Они провели вместе превосходный вечер. Герцог был мил, добр, весел, легко и с удовольствием шутил, вспоминал какие-то их совместные юношеские проказы, беспрестанно подливал ему и себе, вскакивал, бегал взад-вперёд, шумел, а иногда вдруг затихал в кресле, уходил в себя, и тогда в гостиной устанавливалась такая тишина, что можно было слышать тиканье старинных бронзовых часов, стоявших у них над головами, на мраморной каминной доске. Но такие минуты случались не часто, и за каждой из них тут же следовал новый приступ весёлости: герцог, конечно, понимал, что творилось сейчас в душе его друга, и, чувствуя себя тому причиной, всячески старался отвлечь его от печальных мыслей единственно доступным ему в такой обстановке способом — своей болтовнёй.
Как всегда, им не нужно было выискивать темы для разговора. Герцога живо интересовало всё, что думал и чем был занят его премьер-министр: и что он, Гёте, ещё написал, и чего он достиг в своих научных изысканиях, и каковы были его взгляды относительно возможности сближения средненемецких государств в противовес давлению Пруссии и Австрии, и что он может посоветовать по такому животрепещущему и важному вопросу, как необходимость окончательного устранения графини фон Вертерн из жизни герцога... Им всегда было хорошо вдвоём, без всяких усилий хорошо, и оба они давно уже не представляли себе жизни без таких вот маленьких, скрытых от всех вечеров, без этого дружеского обмена мыслями и взаимными признаниями, в котором каждый из них ничего не терял, а только приобретал и от которого у обоих потом надолго оставалось ощущение теплоты, доверия и заботы друг о друге. И даже сегодня, несмотря на потрясение, которое только что пришлось испытать, Гёте не нужно было ломать
Дежурный офицер доложил наконец о приходе музыкантов. Робко озираясь по сторонам, они сгрудились в углу гостиной, у клавесина, достав из футляров свои скрипки и ожидая распоряжений герцога.
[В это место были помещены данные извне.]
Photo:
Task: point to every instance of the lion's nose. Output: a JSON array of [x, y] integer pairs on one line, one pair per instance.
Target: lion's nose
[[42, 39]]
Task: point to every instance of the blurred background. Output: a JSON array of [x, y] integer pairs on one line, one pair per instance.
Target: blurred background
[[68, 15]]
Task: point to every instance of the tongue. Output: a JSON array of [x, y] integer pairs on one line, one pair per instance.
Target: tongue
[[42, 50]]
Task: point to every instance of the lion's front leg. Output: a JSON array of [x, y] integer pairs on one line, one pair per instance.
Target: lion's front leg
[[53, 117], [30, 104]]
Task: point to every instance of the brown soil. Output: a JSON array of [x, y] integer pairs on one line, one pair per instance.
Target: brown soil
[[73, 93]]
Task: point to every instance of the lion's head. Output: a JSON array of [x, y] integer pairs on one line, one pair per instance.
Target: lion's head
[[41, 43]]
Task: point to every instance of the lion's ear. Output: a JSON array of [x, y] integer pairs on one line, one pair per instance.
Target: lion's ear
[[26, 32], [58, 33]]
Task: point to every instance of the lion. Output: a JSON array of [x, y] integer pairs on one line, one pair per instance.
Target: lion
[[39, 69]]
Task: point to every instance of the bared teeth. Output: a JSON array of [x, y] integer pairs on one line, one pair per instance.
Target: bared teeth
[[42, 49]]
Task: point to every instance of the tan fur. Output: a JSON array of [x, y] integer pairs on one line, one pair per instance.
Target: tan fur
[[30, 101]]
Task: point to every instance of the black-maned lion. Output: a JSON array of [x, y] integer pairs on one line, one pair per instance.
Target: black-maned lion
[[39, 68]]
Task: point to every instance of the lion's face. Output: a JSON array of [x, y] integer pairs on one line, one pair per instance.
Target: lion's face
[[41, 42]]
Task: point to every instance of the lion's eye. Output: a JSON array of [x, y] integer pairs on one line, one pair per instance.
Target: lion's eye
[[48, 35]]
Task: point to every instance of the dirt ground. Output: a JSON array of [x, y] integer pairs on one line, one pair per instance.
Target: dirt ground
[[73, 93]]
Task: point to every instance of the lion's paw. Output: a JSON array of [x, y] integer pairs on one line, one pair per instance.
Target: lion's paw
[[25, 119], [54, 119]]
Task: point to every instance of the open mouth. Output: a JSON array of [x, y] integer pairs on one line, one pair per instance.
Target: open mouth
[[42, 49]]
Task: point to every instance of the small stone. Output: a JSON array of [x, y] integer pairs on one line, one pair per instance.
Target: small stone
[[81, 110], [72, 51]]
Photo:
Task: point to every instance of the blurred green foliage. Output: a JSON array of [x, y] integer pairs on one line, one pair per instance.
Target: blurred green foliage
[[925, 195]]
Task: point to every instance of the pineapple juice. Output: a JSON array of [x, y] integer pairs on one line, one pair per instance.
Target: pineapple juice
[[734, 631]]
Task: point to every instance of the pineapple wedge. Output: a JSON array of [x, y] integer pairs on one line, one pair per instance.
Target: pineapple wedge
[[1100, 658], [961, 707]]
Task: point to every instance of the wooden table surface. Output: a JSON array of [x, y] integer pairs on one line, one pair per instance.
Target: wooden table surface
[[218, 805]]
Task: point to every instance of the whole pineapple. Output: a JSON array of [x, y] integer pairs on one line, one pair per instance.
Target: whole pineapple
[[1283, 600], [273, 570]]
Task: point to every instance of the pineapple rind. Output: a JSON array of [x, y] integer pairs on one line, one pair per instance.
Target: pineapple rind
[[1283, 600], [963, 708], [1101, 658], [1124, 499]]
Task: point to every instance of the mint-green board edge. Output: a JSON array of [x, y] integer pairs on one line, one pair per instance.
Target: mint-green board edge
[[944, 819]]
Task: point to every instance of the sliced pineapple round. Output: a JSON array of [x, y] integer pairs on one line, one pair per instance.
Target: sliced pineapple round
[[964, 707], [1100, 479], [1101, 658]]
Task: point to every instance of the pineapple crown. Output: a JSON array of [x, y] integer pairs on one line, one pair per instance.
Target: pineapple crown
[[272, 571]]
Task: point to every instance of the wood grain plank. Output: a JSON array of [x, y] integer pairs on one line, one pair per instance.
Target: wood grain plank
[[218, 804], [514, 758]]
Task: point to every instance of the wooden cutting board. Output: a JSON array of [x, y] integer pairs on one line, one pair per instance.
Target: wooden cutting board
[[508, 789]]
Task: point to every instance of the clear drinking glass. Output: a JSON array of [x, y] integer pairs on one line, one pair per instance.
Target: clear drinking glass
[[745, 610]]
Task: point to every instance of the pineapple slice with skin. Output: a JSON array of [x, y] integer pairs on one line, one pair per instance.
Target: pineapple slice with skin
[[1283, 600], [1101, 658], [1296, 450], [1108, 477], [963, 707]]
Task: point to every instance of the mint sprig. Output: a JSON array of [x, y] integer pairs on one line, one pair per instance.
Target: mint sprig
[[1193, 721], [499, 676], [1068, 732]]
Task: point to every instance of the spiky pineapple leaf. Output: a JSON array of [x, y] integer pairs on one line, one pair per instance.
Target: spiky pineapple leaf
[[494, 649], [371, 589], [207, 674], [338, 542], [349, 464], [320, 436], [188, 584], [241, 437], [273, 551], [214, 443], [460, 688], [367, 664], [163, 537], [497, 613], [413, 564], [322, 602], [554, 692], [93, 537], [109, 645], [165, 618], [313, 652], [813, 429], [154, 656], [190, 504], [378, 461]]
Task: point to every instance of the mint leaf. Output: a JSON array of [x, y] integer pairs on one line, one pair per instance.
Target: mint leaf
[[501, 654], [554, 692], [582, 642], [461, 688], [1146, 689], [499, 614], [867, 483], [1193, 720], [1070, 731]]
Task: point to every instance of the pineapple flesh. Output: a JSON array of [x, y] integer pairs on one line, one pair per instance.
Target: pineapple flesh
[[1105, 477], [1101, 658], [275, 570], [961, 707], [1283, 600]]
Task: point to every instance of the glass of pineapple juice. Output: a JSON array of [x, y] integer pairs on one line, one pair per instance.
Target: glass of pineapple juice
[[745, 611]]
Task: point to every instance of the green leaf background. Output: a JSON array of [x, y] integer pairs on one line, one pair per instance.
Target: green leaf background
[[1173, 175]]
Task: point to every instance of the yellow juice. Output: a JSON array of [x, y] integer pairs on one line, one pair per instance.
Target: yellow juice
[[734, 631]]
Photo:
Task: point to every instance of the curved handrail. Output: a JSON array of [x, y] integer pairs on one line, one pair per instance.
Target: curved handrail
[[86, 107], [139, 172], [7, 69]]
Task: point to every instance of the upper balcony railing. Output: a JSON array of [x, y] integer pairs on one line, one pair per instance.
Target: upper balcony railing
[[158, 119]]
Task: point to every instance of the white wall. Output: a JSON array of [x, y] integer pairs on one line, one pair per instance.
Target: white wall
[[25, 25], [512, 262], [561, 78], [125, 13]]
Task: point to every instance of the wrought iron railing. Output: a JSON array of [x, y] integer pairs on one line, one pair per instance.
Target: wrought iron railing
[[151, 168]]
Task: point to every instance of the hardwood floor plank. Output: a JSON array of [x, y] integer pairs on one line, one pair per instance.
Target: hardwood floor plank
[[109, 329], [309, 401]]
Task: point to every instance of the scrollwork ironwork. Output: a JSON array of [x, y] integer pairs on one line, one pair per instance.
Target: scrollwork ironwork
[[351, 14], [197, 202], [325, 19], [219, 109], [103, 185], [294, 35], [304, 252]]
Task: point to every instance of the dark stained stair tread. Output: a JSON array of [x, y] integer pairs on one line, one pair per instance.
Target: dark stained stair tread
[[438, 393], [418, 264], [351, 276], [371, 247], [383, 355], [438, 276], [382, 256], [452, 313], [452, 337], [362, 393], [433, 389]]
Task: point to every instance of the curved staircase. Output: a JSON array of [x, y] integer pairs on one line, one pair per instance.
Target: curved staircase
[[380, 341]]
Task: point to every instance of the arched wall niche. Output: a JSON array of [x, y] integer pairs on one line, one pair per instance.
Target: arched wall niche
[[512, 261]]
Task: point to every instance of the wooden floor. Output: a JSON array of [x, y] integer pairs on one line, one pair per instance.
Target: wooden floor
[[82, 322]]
Карл-Август предпочитал обычно бодрую, веселящую душу музыку, но на этот раз, понимая состояние своего друга, он попросил сыграть что-нибудь потише, поспокойнее, что больше бы отвечало и позднему уже времени, и тому тихому, слегка меланхоличному настроению, в которое Гёте всё-таки, несмотря на все усилия герцога, впал и из которого его, по-видимому, и не следовало теперь выводить. Капельмейстер взмахнул своей палочкой, и какая-то трогательная, бесхитростная мелодия, похоже, что итальянская, заполнила собой зал...
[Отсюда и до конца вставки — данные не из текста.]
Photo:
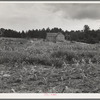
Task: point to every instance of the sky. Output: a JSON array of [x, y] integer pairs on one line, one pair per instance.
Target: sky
[[68, 16]]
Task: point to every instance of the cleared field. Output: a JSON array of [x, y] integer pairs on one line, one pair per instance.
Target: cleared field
[[46, 67]]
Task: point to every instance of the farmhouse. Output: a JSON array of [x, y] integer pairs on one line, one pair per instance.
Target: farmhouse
[[55, 37]]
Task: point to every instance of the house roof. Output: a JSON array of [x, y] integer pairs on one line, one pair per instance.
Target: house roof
[[52, 34]]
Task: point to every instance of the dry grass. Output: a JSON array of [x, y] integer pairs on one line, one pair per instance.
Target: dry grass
[[44, 67]]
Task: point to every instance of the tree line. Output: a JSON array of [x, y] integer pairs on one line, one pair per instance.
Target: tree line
[[86, 35]]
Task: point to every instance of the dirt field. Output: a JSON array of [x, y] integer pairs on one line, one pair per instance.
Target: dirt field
[[35, 66]]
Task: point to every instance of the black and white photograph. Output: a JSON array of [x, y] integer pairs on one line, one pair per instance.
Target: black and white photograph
[[49, 47]]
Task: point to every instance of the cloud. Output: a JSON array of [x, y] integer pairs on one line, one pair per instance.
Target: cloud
[[79, 11], [24, 16]]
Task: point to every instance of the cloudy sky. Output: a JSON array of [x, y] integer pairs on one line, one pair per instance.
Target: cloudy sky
[[68, 16]]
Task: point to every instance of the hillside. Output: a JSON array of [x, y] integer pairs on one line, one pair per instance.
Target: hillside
[[35, 66]]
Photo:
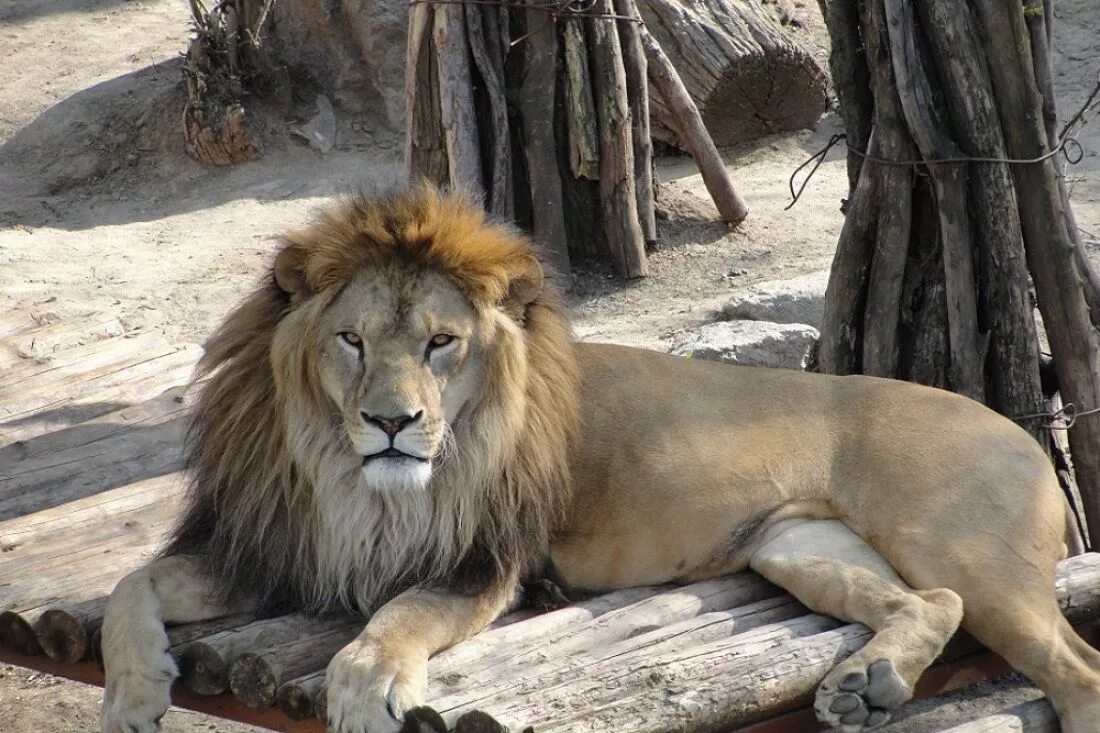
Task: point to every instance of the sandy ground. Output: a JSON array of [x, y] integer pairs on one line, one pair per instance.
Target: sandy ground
[[100, 209]]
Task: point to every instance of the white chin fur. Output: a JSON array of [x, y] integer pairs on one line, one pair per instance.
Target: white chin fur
[[397, 474]]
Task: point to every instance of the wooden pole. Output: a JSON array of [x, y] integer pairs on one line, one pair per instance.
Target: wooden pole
[[617, 190], [693, 132]]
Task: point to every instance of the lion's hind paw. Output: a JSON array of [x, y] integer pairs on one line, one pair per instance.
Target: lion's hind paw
[[854, 698]]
О многом передумал господин тайный советник, пока продолжался этот маленький концерт. О многом: о прошлом, о будущем, о герцоге, о себе. Прошлое? А что прошлое? Может быть, ему и надо было жениться на Фридерике, жить тихой деревенской жизнью, смиренно слушать голоса природы, думать о Боге и о душе, вставать с восходом, ложиться с заходом солнца, читать толстые книги, беседовать по вечерам под кувшин сидра со старым пастором, её отцом... А может быть, ему надо было запереться на всю жизнь у себя в доме, во Франкфурте, в полутёмной мансарде под самой крышей, жить отшельником, и писать своего «Фауста», и разговаривать либо с собой, либо с теми, кого он создал сам, своим воображением, будь то люди или бесплотные духи. И с ними так и дожить до самой старости, потому что они умнее и лучше любых из тех бесчисленных, из плоти и крови, с кем его сталкивала жизнь... А может быть, надо было больше прислушиваться к тому здоровому, крепкому природному началу, которым его тоже в избытке одарил Господь, плюнуть на всякое слюнтяйство, на всякие стихи и мечтания о переустройстве мира, жениться на Лили, стать обладателем одного из самых крупных в Германии состояний, купить себе должность имперского советника или даже что-нибудь повыше, потом стать, как когда-то его дед, городским старостой — президентом вольного города Франкфурта, жить просто и весело, растить детей, любить жену, пировать с друзьями, радоваться богатству, власти, почёту, уважению сограждан...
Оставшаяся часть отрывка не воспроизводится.